Reproducing ESMC’s SAE features: I lost half a day to one wrong repo

reproduction

esmc

interpretability

Reproducing Figure S33 of the ESMC paper, solo. I picked the wrong one of two similarly-named SAEs, lost half a day, and came out the other side at the most interesting feature in the figure.

Author

Ken Osumi

Published

June 22, 2026

What you’ll get from this

If you want to reproduce ESMC’s SAE features yourself, here are the snags and what was on the other side of them. By the end you’ll know:

there are two similarly-named SAEs, and following the README quietly lands you on the wrong one (and it’s hard to notice);
what to suspect first when the numbers look off;
the reproduction result itself — a model that only saw sequence had bundled residues that are close in 3D into a single feature.
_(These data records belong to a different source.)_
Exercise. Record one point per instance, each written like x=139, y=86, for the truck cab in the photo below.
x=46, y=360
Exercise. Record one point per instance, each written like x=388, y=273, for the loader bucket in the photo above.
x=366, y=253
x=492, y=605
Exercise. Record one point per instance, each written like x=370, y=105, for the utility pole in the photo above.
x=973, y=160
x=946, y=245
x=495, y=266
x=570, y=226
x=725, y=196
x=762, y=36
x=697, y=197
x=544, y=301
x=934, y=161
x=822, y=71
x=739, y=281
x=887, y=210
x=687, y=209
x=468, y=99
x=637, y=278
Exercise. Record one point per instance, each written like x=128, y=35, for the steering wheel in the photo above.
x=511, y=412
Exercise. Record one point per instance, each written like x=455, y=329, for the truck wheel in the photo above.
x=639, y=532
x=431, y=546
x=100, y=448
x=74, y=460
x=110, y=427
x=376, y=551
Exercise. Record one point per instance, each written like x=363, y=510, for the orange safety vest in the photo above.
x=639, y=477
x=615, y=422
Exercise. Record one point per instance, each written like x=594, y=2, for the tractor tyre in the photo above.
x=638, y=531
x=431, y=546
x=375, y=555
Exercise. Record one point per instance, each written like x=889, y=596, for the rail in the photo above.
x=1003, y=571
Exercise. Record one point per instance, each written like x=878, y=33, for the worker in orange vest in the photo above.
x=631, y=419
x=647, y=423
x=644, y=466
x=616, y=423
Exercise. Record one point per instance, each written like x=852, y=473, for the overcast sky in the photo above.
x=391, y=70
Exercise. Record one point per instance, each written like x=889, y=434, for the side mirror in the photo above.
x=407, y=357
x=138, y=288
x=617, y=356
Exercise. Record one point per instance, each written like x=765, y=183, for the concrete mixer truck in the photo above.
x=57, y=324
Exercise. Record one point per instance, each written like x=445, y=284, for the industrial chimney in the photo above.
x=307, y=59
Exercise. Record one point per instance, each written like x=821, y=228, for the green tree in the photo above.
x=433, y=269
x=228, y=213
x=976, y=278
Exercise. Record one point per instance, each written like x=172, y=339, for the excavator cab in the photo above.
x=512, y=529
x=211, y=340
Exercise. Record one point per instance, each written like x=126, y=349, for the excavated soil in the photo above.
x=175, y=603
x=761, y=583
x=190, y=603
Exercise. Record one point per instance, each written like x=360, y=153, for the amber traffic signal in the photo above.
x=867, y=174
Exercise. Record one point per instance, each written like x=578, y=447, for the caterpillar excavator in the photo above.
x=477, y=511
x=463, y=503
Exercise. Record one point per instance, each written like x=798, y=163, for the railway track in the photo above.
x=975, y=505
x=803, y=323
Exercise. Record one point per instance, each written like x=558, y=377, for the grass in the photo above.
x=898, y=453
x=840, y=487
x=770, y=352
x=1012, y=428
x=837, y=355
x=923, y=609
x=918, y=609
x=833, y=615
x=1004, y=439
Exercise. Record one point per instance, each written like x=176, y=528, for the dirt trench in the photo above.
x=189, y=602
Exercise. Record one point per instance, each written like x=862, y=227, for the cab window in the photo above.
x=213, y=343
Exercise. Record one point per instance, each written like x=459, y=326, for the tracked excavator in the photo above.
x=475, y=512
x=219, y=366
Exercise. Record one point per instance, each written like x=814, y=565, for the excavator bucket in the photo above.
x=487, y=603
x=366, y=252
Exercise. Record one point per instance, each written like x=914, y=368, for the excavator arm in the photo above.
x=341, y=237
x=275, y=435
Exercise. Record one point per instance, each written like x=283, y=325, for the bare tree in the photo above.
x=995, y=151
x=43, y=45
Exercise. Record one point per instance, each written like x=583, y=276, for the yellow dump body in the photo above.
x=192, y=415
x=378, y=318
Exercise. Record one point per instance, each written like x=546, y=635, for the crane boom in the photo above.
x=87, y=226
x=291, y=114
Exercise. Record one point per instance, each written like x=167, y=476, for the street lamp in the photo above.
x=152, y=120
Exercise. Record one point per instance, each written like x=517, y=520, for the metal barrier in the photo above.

One aside first. The only reason I can do this solo, with no funding and no big team, is that EvolutionaryScale and the Chan Zuckerberg Biohub put all of ESMC in the open: the weights, the SAEs, the ESM Atlas, the annotations, even training byproducts. Honestly, I’m just grateful for it.

Two SAEs with almost the same name

ESMC has two SAEs whose names look almost identical:

the right one: biohub/ESMC-6B-sae-layer60-k64-codebook16384. The paper and the ESM Atlas use it, and it’s the only one that ships normalization stats.
the mix-up: biohub/ESMC-6B-sae-k64-codebook16384 (an all-layer pack).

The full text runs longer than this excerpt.